Testigos de aquella grandiosa aberración quedamos pocos. Nadie puede negar que en el breve tiempo de su existencia hicieron cosas inolvidables, entre las que se cuenta, cómo no, el Primer Chongo Literario, cuyas invitaciones las repartieron en condones (recuerdo haber visto sonrojar al más elástico de los docentes). Por la propaganda de aquel espectáculo se les quiso amordazar, asustar y expulsar. Culpados de herir la honra y el pudor de las buenas personas que pululan por la facultad de filosofía, fueron citados al decanato, donde lo único que se sabe es que tuvieron una larga discusión con el decano.
Dos días después se les impidió la realización del Chongo Literario dentro del pabellón de Humanidades, pero ellos infectaron con rebeldía los ánimos de los estudiantes. Cual si despertara el espíritu de los seculares dioses sometidos, como si un Apu redivivo emergiera de las ofrendas olvidadas y abalanzara su poder en un huaico incontrolable, así la multitud extática derivó al anfiteatro del Ho Chi Minh. En la penumbra de aquel hemiciclo, apenas iluminados por la luz ambarina de los postes circundantes, iniciaron el rito dando rienda suelta a los versos. Desde entonces, aquel hueco del mundo se convirtió en su cubil, allí despedazaban botellas y arrancaban llantos apocalípticos como en ebrios pagos a la huaca.

No hay Fárrago que dure un año ni cuerpo que lo resista, sin duda. Aquel grupo llevaba en su propio espíritu el germen de su extinción. Un parásito de seis cabezas robustas y hambrientas es un monstruo incontrolable. De repente, los seis pescuezos quisieron reptar por senderos diferentes, así uno a uno fue desgarrando el corazón que los unía. La saltarina Maru se acopló al frívolo grupo Dragostea. Manuel, la real armadura, despreció su talento y se alejó por los campos de la lingüística. Ángelo, el flaco pichón de buitre, levantó sus alas colmadas de poesía y marchó a la revolucionaria Cuba.

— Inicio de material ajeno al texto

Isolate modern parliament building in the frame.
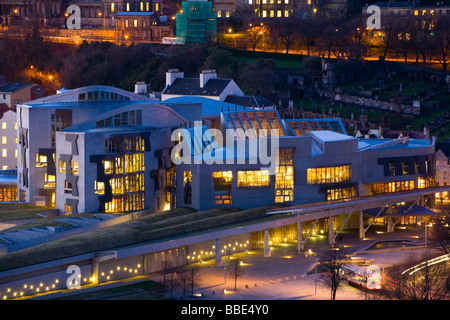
[17,86,436,214]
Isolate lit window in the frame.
[58,159,66,173]
[70,160,78,174]
[212,171,233,205]
[64,204,72,216]
[307,165,352,184]
[275,148,294,203]
[327,187,356,201]
[237,170,269,187]
[103,160,112,174]
[94,180,105,194]
[36,153,47,168]
[44,173,56,188]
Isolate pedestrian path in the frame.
[183,229,432,300]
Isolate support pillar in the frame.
[328,215,335,244]
[387,206,394,232]
[264,229,271,258]
[359,211,366,240]
[297,221,305,253]
[91,258,99,285]
[215,239,223,267]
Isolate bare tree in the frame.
[319,248,346,300]
[245,25,269,51]
[428,205,450,255]
[375,257,450,300]
[228,259,244,290]
[279,18,299,53]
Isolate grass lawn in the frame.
[0,203,52,222]
[236,57,302,69]
[54,281,165,300]
[0,207,279,271]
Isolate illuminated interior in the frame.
[222,111,286,139]
[212,171,233,205]
[284,119,347,137]
[275,148,294,203]
[237,170,269,187]
[307,165,352,184]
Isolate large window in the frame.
[307,165,352,184]
[327,187,356,201]
[237,170,269,187]
[371,180,417,194]
[212,171,233,205]
[275,148,294,203]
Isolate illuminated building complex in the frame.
[17,80,435,214]
[176,1,217,43]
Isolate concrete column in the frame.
[297,221,305,253]
[264,229,271,258]
[387,205,394,232]
[216,239,223,267]
[328,215,335,244]
[91,258,99,284]
[359,211,366,240]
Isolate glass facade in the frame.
[275,148,294,203]
[212,171,233,205]
[237,170,269,187]
[307,165,352,184]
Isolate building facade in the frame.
[176,1,217,43]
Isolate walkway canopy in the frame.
[363,205,436,218]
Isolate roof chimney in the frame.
[200,70,217,88]
[134,81,147,94]
[166,69,184,86]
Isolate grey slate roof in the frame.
[162,78,232,96]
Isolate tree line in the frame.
[224,15,450,70]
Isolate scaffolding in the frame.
[176,1,217,43]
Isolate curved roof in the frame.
[24,85,155,106]
[162,96,253,116]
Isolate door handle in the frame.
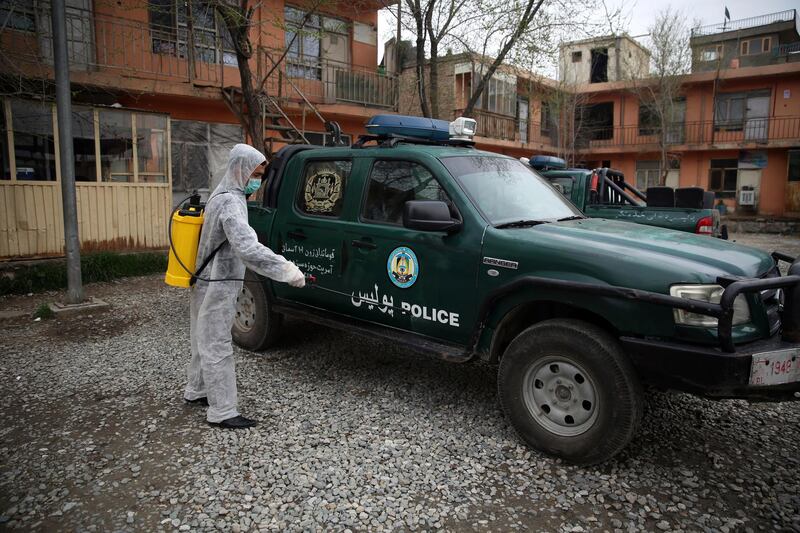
[350,240,378,250]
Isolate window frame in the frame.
[786,150,800,183]
[356,157,454,227]
[0,97,172,186]
[292,156,356,218]
[707,159,739,198]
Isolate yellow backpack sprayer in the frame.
[164,192,231,287]
[164,191,317,287]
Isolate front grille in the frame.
[761,266,783,335]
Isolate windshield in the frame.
[441,156,582,226]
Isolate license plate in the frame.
[750,348,800,385]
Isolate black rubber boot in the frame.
[183,396,208,407]
[209,415,258,429]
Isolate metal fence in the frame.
[576,116,800,149]
[692,9,797,37]
[261,49,398,110]
[2,4,231,85]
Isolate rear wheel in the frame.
[498,319,643,465]
[231,270,283,351]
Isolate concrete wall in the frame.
[558,37,650,84]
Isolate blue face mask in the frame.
[244,178,261,196]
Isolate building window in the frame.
[539,102,553,137]
[72,106,97,181]
[136,115,167,183]
[297,160,353,217]
[788,150,800,181]
[714,93,747,130]
[0,0,36,33]
[148,0,237,66]
[708,159,739,198]
[11,100,56,181]
[363,161,449,226]
[741,37,772,56]
[0,100,11,180]
[99,109,133,182]
[303,131,352,146]
[639,103,661,135]
[700,44,722,61]
[283,6,322,80]
[170,120,244,202]
[482,75,517,117]
[636,161,661,191]
[575,102,614,141]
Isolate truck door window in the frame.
[297,160,353,217]
[363,161,450,225]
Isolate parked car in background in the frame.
[528,156,727,238]
[227,115,800,464]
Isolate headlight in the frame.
[669,285,750,328]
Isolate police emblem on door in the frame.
[304,170,342,214]
[386,246,419,289]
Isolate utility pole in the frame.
[394,0,403,74]
[51,0,83,304]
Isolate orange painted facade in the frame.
[444,62,800,218]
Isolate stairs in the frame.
[222,86,327,159]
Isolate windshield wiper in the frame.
[495,220,550,229]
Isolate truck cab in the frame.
[232,116,800,464]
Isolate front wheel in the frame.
[231,270,283,351]
[498,319,643,465]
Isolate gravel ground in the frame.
[0,236,800,532]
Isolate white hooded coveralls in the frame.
[184,144,303,422]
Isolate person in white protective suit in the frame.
[184,144,305,429]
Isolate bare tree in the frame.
[542,80,588,167]
[626,7,692,185]
[213,0,326,153]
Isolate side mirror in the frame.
[403,200,461,233]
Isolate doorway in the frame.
[589,48,608,83]
[744,96,769,141]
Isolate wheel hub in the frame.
[233,286,256,332]
[523,356,598,437]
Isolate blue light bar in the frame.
[528,155,567,170]
[366,115,450,141]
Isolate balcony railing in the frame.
[261,49,398,109]
[453,109,520,141]
[576,116,800,150]
[0,4,231,85]
[692,9,797,37]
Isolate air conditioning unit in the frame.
[738,187,756,207]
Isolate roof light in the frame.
[529,155,567,170]
[450,117,478,141]
[366,115,450,141]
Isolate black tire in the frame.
[497,319,643,465]
[231,270,283,352]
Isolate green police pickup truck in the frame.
[528,156,728,239]
[232,117,800,464]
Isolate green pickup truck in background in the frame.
[232,115,800,464]
[528,156,728,239]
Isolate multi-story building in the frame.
[400,6,800,218]
[689,9,800,72]
[0,0,397,259]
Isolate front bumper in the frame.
[620,335,800,401]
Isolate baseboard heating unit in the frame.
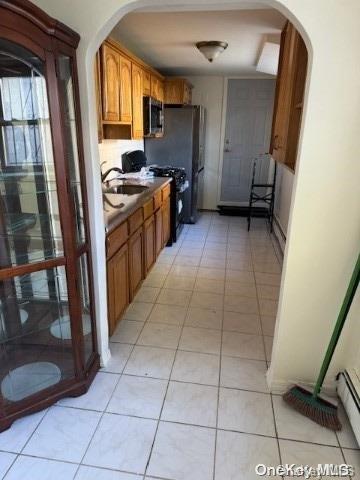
[337,369,360,445]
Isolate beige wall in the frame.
[31,0,360,389]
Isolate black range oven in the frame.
[149,165,189,245]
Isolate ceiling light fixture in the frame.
[196,40,228,63]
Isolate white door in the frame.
[220,79,275,205]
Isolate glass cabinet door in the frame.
[0,39,74,406]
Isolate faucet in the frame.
[101,167,125,182]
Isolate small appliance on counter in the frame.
[122,150,189,245]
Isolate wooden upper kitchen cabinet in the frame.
[150,75,164,102]
[101,43,120,122]
[107,243,129,335]
[129,228,144,301]
[164,77,193,105]
[270,22,307,170]
[142,70,151,96]
[132,63,144,139]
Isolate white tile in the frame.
[259,298,278,317]
[224,295,259,314]
[343,449,360,480]
[124,302,152,322]
[164,274,195,290]
[124,346,175,379]
[190,292,224,309]
[143,271,166,288]
[194,278,224,295]
[0,410,47,453]
[137,322,181,348]
[225,281,256,298]
[336,404,360,450]
[170,265,198,278]
[279,440,344,480]
[200,256,226,268]
[110,318,144,344]
[261,315,276,337]
[134,286,160,303]
[171,350,220,385]
[107,375,167,418]
[148,304,187,326]
[6,455,78,480]
[223,312,262,335]
[218,388,275,437]
[23,406,101,462]
[101,342,133,373]
[157,288,191,307]
[174,255,201,267]
[226,269,255,285]
[179,327,221,354]
[0,452,16,478]
[222,332,265,360]
[185,307,223,330]
[198,267,225,280]
[215,431,281,480]
[147,422,215,480]
[220,357,269,393]
[255,272,281,285]
[58,372,120,412]
[161,382,218,427]
[83,413,157,474]
[75,465,142,480]
[273,395,338,446]
[264,336,274,362]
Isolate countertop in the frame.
[103,177,171,233]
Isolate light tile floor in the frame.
[0,213,360,480]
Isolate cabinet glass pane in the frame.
[0,267,74,403]
[0,39,63,268]
[78,254,94,363]
[57,55,86,244]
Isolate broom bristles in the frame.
[283,385,342,431]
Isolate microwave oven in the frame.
[143,96,164,137]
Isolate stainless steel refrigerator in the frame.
[145,105,205,223]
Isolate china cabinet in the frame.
[0,0,99,431]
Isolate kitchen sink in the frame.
[103,185,149,195]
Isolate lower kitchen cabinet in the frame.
[129,228,144,301]
[107,243,129,335]
[144,215,156,274]
[155,208,163,256]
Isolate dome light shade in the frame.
[196,40,228,63]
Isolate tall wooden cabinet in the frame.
[0,0,98,431]
[270,22,307,170]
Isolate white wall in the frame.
[34,0,360,389]
[187,76,225,210]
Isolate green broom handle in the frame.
[313,251,360,398]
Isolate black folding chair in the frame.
[247,154,276,232]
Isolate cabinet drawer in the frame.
[106,222,128,258]
[143,199,154,219]
[128,208,143,235]
[162,184,170,201]
[154,190,162,210]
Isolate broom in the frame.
[283,251,360,430]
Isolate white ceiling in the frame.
[110,5,285,77]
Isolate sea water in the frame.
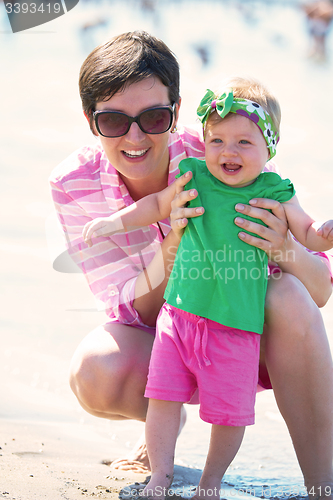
[0,0,333,498]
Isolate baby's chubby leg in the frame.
[142,399,183,500]
[192,425,245,500]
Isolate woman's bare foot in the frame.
[111,432,150,474]
[110,406,186,474]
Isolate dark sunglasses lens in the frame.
[140,108,172,134]
[97,112,128,137]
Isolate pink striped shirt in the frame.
[50,128,332,326]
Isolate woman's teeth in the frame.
[124,149,148,158]
[223,163,241,172]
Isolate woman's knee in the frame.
[70,324,153,412]
[265,273,322,334]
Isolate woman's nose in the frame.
[125,122,146,144]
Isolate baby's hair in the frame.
[213,76,281,134]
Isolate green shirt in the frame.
[164,158,295,333]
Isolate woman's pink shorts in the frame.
[145,304,260,426]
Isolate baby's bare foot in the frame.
[141,474,173,500]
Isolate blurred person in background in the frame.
[303,0,333,61]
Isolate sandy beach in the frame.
[0,0,333,500]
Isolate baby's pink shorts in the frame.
[145,304,260,426]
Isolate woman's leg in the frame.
[262,274,333,498]
[70,323,154,473]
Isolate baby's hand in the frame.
[317,220,333,246]
[82,214,124,247]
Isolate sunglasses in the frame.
[93,103,175,137]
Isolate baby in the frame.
[83,79,333,500]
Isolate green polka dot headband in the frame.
[197,89,280,159]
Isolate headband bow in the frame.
[197,89,280,159]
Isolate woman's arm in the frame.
[235,198,332,307]
[83,172,192,246]
[133,176,204,326]
[283,196,333,252]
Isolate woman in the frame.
[51,32,333,497]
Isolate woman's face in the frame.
[92,77,178,187]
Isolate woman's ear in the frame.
[174,96,182,127]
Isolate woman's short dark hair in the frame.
[79,31,179,130]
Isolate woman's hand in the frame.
[235,198,294,263]
[170,172,205,239]
[82,213,124,247]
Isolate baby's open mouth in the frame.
[222,163,242,174]
[123,148,149,158]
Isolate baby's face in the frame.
[205,113,269,187]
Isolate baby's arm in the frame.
[282,196,333,252]
[83,172,192,246]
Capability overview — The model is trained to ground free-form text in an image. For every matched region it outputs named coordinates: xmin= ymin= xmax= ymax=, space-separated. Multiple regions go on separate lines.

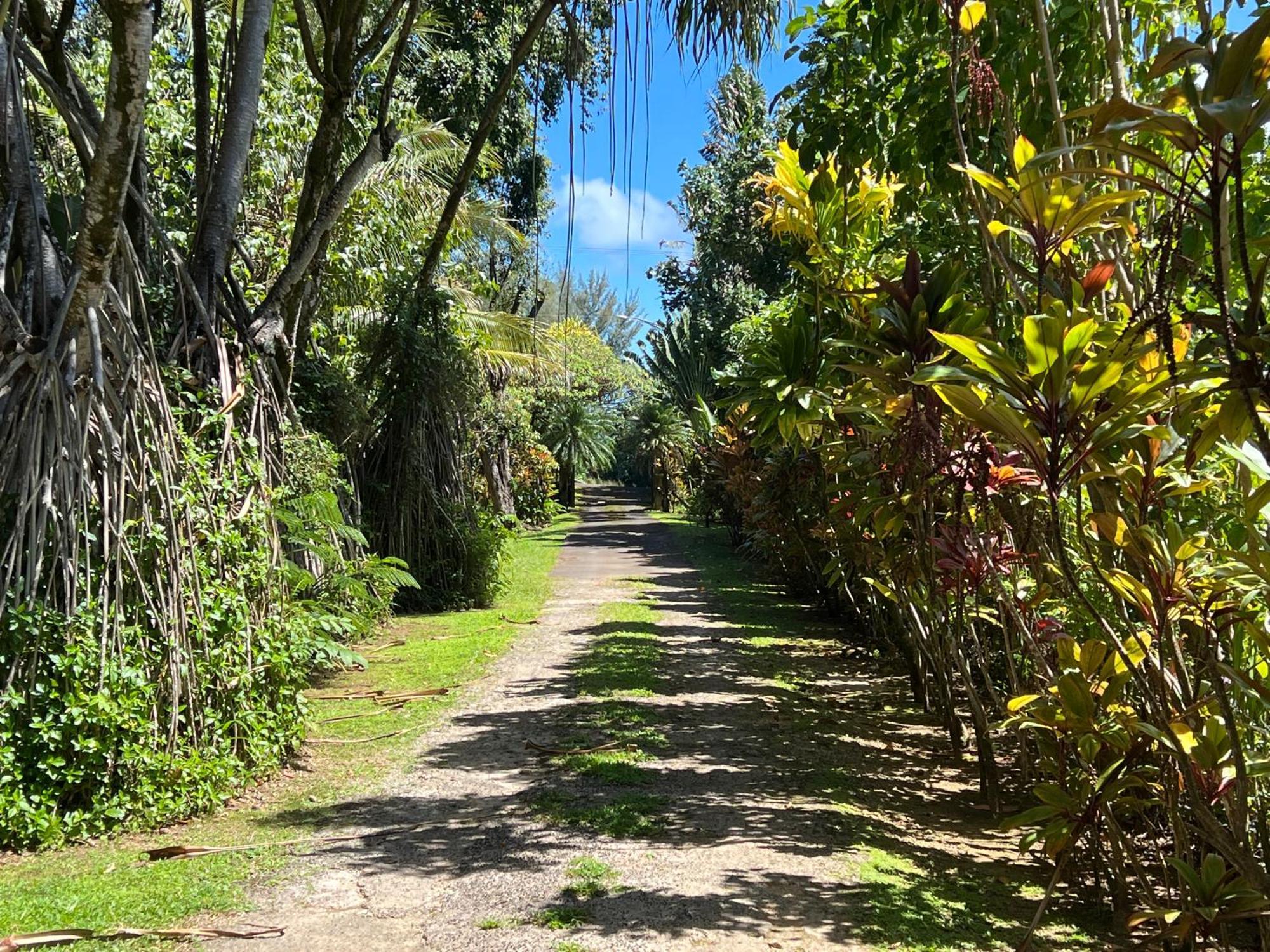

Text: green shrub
xmin=0 ymin=438 xmax=307 ymax=848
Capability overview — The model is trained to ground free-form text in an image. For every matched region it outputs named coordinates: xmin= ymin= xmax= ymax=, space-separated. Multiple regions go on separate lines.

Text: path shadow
xmin=260 ymin=489 xmax=1102 ymax=949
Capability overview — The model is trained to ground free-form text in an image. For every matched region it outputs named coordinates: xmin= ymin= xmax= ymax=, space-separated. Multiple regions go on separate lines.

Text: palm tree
xmin=546 ymin=397 xmax=613 ymax=506
xmin=635 ymin=402 xmax=690 ymax=513
xmin=639 ymin=311 xmax=715 ymax=430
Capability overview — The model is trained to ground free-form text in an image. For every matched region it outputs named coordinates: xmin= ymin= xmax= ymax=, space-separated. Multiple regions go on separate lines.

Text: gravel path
xmin=217 ymin=491 xmax=1008 ymax=952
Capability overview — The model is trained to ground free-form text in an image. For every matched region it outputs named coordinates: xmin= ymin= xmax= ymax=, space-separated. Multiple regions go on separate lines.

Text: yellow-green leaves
xmin=952 ymin=136 xmax=1147 ymax=279
xmin=958 ymin=0 xmax=988 ymax=33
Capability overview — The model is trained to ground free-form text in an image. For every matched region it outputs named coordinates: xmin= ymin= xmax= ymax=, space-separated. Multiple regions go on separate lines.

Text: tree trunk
xmin=556 ymin=463 xmax=574 ymax=509
xmin=190 ymin=0 xmax=273 ymax=314
xmin=65 ymin=0 xmax=154 ymax=333
xmin=480 ymin=434 xmax=516 ymax=519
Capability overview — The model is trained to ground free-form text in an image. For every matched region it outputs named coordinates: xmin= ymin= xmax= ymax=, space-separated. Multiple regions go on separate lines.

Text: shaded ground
xmin=213 ymin=490 xmax=1083 ymax=952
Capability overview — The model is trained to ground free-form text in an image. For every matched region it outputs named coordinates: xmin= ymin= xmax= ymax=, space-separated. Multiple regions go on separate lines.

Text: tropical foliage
xmin=645 ymin=0 xmax=1270 ymax=948
xmin=0 ymin=0 xmax=777 ymax=847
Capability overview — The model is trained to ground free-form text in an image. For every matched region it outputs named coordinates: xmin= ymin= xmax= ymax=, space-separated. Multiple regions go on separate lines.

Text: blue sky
xmin=542 ymin=0 xmax=1255 ymax=320
xmin=542 ymin=19 xmax=799 ymax=320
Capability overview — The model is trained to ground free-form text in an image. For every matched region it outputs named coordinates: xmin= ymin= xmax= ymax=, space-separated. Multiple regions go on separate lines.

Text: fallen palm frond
xmin=0 ymin=925 xmax=286 ymax=952
xmin=525 ymin=740 xmax=639 ymax=757
xmin=305 ymin=688 xmax=384 ymax=701
xmin=318 ymin=702 xmax=404 ymax=724
xmin=375 ymin=685 xmax=461 ymax=704
xmin=145 ymin=810 xmax=503 ymax=863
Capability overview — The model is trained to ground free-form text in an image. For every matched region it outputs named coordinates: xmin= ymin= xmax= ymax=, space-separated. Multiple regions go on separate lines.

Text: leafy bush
xmin=512 ymin=443 xmax=560 ymax=526
xmin=0 ymin=437 xmax=307 ymax=847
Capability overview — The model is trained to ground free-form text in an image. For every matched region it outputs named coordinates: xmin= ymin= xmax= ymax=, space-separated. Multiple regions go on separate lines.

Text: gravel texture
xmin=216 ymin=490 xmax=1010 ymax=952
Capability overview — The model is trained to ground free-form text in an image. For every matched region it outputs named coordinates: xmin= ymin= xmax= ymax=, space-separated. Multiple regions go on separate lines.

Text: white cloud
xmin=552 ymin=178 xmax=691 ymax=254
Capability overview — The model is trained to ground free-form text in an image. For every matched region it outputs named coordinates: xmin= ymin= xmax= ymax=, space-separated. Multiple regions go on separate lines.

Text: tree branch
xmin=415 ymin=0 xmax=560 ymax=291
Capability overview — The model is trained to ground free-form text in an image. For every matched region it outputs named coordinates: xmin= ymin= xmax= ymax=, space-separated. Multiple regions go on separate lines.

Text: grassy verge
xmin=654 ymin=513 xmax=1106 ymax=952
xmin=0 ymin=517 xmax=573 ymax=948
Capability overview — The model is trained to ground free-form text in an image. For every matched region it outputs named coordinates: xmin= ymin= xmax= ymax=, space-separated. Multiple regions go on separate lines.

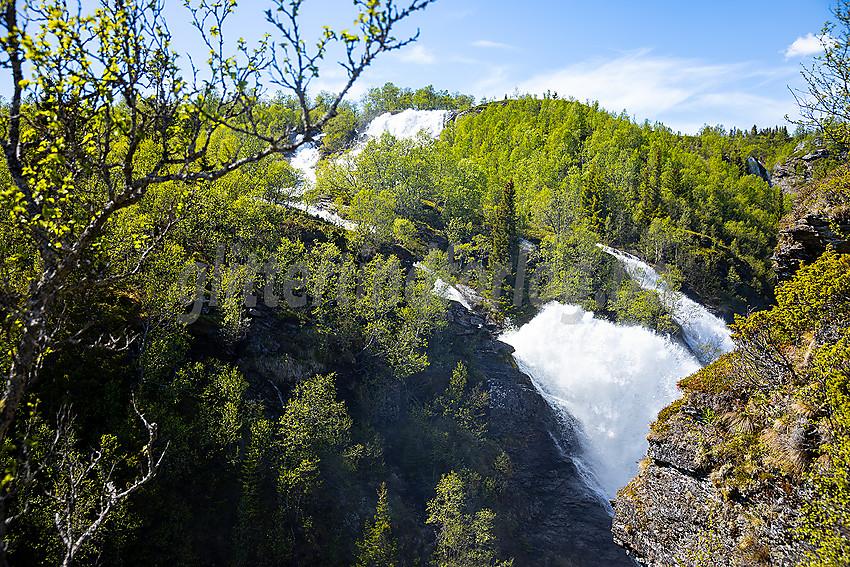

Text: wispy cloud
xmin=780 ymin=33 xmax=835 ymax=59
xmin=398 ymin=44 xmax=437 ymax=65
xmin=470 ymin=39 xmax=516 ymax=50
xmin=506 ymin=49 xmax=794 ymax=133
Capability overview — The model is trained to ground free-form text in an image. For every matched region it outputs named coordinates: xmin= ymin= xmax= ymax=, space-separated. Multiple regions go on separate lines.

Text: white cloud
xmin=784 ymin=33 xmax=835 ymax=59
xmin=470 ymin=39 xmax=516 ymax=50
xmin=496 ymin=49 xmax=794 ymax=133
xmin=398 ymin=44 xmax=437 ymax=65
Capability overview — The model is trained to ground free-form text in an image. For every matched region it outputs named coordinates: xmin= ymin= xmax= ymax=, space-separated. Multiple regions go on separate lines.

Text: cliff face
xmin=612 ymin=158 xmax=850 ymax=567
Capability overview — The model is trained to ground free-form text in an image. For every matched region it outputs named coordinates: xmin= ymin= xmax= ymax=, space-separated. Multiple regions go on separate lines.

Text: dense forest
xmin=0 ymin=0 xmax=850 ymax=567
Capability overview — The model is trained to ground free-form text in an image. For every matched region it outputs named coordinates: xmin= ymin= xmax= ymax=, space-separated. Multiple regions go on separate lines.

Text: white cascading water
xmin=289 ymin=110 xmax=452 ymax=230
xmin=365 ymin=109 xmax=453 ymax=140
xmin=501 ymin=251 xmax=734 ymax=498
xmin=597 ymin=244 xmax=735 ymax=363
xmin=501 ymin=302 xmax=700 ymax=499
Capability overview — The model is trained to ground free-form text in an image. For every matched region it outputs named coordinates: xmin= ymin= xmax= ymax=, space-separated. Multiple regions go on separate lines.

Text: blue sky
xmin=162 ymin=0 xmax=831 ymax=133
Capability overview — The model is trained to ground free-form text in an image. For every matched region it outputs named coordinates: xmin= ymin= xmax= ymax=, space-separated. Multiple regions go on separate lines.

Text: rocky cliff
xmin=612 ymin=156 xmax=850 ymax=567
xmin=443 ymin=303 xmax=634 ymax=567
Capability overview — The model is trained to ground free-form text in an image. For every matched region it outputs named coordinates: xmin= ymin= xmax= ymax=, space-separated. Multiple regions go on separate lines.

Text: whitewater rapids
xmin=500 ymin=302 xmax=701 ymax=498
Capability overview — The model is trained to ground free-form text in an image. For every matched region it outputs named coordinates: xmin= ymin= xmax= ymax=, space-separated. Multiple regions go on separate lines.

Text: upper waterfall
xmin=364 ymin=109 xmax=454 ymax=140
xmin=597 ymin=244 xmax=735 ymax=363
xmin=501 ymin=302 xmax=700 ymax=498
xmin=287 ymin=110 xmax=453 ymax=230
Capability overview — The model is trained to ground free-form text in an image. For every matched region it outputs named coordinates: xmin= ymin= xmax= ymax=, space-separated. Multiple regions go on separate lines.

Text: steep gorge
xmin=612 ymin=156 xmax=850 ymax=566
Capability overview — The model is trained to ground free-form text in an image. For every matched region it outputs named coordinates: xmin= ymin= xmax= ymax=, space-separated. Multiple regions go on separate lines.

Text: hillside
xmin=613 ymin=163 xmax=850 ymax=566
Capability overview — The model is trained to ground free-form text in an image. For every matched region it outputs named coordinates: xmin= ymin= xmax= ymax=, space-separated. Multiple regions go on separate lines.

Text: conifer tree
xmin=490 ymin=180 xmax=519 ymax=266
xmin=355 ymin=482 xmax=398 ymax=567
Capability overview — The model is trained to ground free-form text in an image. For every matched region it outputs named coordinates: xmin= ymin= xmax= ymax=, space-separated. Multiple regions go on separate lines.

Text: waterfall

Tras esto solo quedaba la mitad de un órgano sangrante y latiendo materia pútrida apenas. Al cual, el enamoramiento de Percy y Saraí le supo a puntapié. Sin embargo, junto a los dos aún estaba el enano devorador de libros, Juan; y todavía a su alrededor gravitaban ángeles malditos, putos borrachos y sáficas poetas, por lo que se logró mantener el espíritu de Fárrago en los anuales Chongos Literarios.
Este viernes se celebra una edición más de aquel grotesco evento, y seguramente será también la despedida del Fárrago Juan, pero no significa el acta de defunción de un grupo literario, porque si bien les tocó a ellos, sólo fueron la representación humana de un espíritu mentempsicótico, al que otra vez, este viernes hijo de una Venus mamona, sentiremos deslizándose por las sombras, en las voces de los nuevos y los viejos poetas, abrasados de ron, de noche y de luna. Otra vez, como una voz goéthica, lo escucharemos susurrar a los ebrios oídos: he estado aquí, tal como estoy ahora, mil veces antes, y espero regresar otras mil veces más.


(*) Este es un deslenguado tributo a un intento: Fárrago. Apareció en un díptico el día que se realizó el Chongo Literario 2009. No se ha confirmado el autor, la mayoría culpa a un tal Belzú.